01. Preparing Weather Station Data for PyMica#

In this tutorial, we’ll cover the preparation of weather station data for use in PyMica.

The data format for weather station data used by PyMica is a list containing a dictionary for each weather station, including at least the following variables:

  • id: Identification code.

  • lon: Longitude coordinate.

  • lat: Latitude coordinate.

  • value: Observation value.

It can also contain other keys referring to the variables used in interpolation, such as altitude or distance to the coast. Altitude must be named ‘altitude’; the names of other explanatory variables do not need to be specific in PyMica.

An element of the list containing these variables is organized as follows for each weather station:

{
    "id": "id_code",
    "lon": "longitude coordinate value",
    "lat": "latitude coordinate value",
    "value": "value",
    "altitude": "altitude value"
}

The weather station data is supplied to pymica.pymica.PyMica.interpolate() as a list of dictionaries, one for each station.

As an example, we’ll work with data from the Automatic Weather Station Network (XEMA) of the Meteorological Service of Catalonia (XEMA). However, you can also provide your own data to PyMica.

First, let’s import the required library.

import pandas as pd

Now, let’s suppose that our data is in a .csv format. In the sample-data/data directory, we’ll find data from the XEMA network for 2017/02/21 12:00 UTC and its corresponding metadata.

We’ll open both .csv files, XEMA_20170221_1200.csv and XEMA_metadata.csv, using the pandas library and present the head of data file.

file_data = 'sample-data/data/XEMA_20170221_1200.csv'
file_metadata = 'sample-data/data/XEMA_metadata.csv'

station_data = pd.read_csv(file_data)
metadata = pd.read_csv(file_metadata)

station_data.head()
key altitude dist hr lat lon temp
0 C6 264.0 0.858731 80.0 41.65660 0.95172 8.8
1 C7 427.0 0.839116 86.0 41.66695 1.16234 7.1
2 C8 554.0 0.825381 76.0 41.67555 1.29609 9.3
3 C9 240.0 0.448604 47.0 40.71825 0.39988 15.7
4 CC 626.0 0.849968 47.0 42.07398 2.20862 15.2

And we also present the head of metedata.

metadata.head()
key altitude dist lat lon name
0 C6 264.0 0.858731 41.65660 0.95172 Castellnou de Seana
1 C7 427.0 0.839116 41.66695 1.16234 Tàrrega
2 C8 554.0 0.825381 41.67555 1.29609 Cervera
3 C9 240.0 0.448604 40.71825 0.39988 Mas de Barberans
4 CC 626.0 0.849968 42.07398 2.20862 Orís

Now, let’s prepare the data in the format required by PyMICA, selecting the air temperature variable (temp) and using altitude and dist as predictor variables.

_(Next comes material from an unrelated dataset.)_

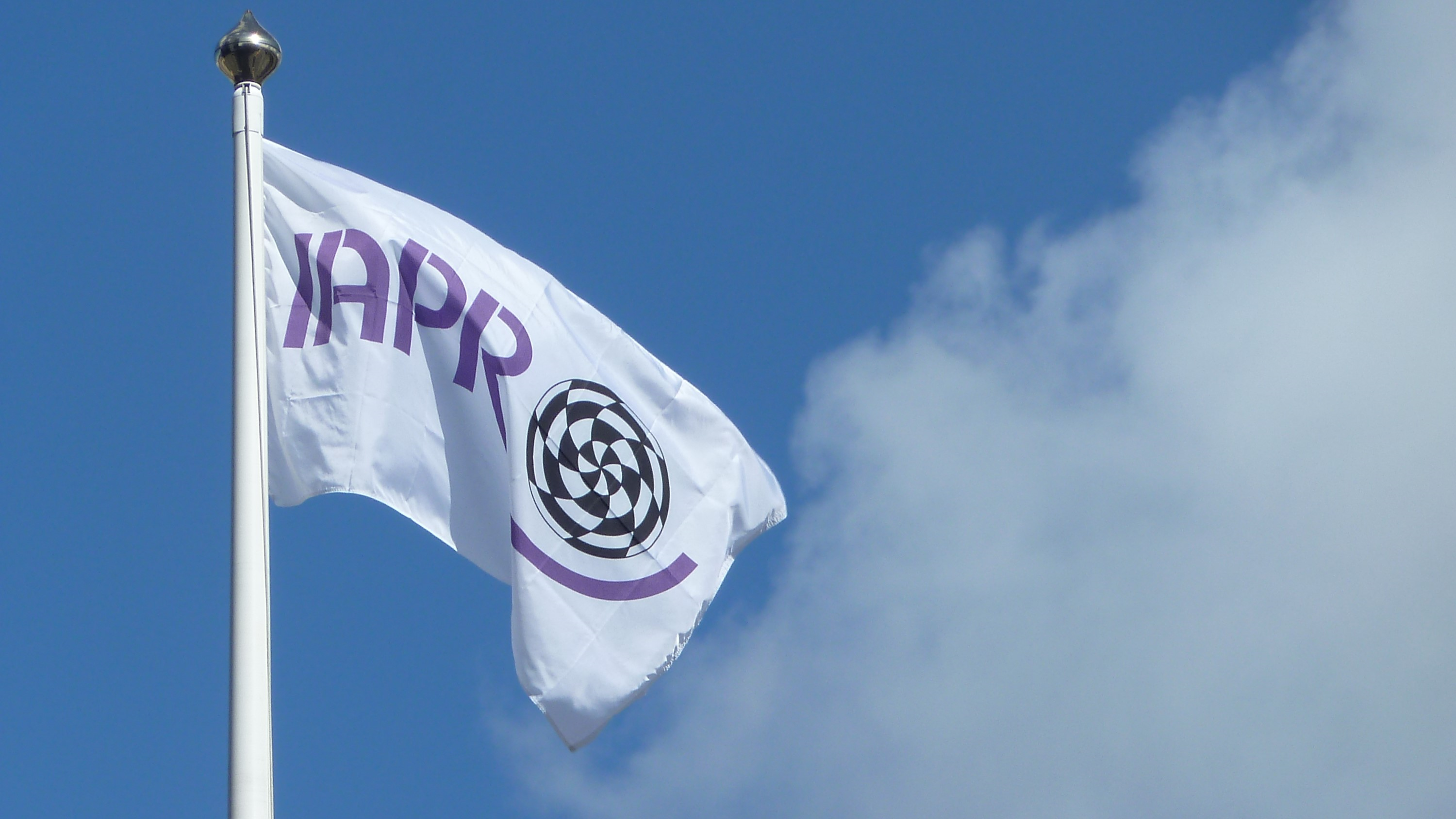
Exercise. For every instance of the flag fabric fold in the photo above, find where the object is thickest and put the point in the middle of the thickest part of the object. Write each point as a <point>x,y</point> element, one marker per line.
<point>415,361</point>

The variable dist refers to the distance from a station to the coastline to account for proximity to sea influence.

data = []
for key in station_data['key']:
    df_data = station_data[station_data['key'] == key]
    df_meta = metadata[metadata['key'] == key]
    data.append(
        {
            'id': key,
            'lon': float(df_meta['lon'].iloc[0]),
            'lat': float(df_meta['lat'].iloc[0]),
            'value': float(df_data['temp'].iloc[0]),
            'altitude': float(df_meta['altitude'].iloc[0]),
            'dist': float(df_meta['dist'].iloc[0])
        }
    )

If we print the first element of data, we can see all the required variables for a station, which include identification code, longitude, latitude, temperature value, altitude, and distance to the coastline.

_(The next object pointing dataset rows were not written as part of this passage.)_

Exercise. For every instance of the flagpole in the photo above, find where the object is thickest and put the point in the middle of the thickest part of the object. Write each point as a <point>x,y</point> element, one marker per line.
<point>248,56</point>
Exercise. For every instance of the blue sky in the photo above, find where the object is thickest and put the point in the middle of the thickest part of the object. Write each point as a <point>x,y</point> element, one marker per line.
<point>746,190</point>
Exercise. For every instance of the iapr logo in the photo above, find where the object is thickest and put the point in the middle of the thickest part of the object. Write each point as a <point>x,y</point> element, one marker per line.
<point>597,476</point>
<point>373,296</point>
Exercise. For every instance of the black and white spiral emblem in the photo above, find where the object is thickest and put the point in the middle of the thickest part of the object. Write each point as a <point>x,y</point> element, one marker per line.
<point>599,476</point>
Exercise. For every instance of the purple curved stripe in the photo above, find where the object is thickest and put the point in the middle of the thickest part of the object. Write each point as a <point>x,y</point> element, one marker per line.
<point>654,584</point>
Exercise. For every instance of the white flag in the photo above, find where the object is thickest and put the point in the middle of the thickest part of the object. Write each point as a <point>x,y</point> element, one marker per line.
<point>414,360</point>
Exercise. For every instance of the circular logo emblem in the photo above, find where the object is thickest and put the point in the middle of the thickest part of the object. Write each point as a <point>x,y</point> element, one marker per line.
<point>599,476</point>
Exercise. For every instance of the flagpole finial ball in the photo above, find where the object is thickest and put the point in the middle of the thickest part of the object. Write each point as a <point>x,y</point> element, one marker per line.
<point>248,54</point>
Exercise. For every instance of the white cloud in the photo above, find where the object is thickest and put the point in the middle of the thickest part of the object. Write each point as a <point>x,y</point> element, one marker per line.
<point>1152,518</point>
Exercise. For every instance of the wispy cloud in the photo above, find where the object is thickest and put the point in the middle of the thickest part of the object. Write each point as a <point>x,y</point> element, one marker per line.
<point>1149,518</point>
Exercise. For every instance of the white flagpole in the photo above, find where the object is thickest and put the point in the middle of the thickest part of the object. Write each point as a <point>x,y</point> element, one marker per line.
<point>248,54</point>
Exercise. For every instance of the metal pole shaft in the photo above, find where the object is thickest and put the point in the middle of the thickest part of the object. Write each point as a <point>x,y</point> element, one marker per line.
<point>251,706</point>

print('Sample data: ', data[0])
print('Number of points: ', len(data))
Sample data:  {'id': 'C6', 'lon': 0.95172, 'lat': 41.6566, 'value': 8.8, 'altitude': 264.0, 'dist': 0.8587308027349195}
Number of points:  180

We have now completed this tutorial on how to prepare raw observation station data to be ready to feed the PyMICA class.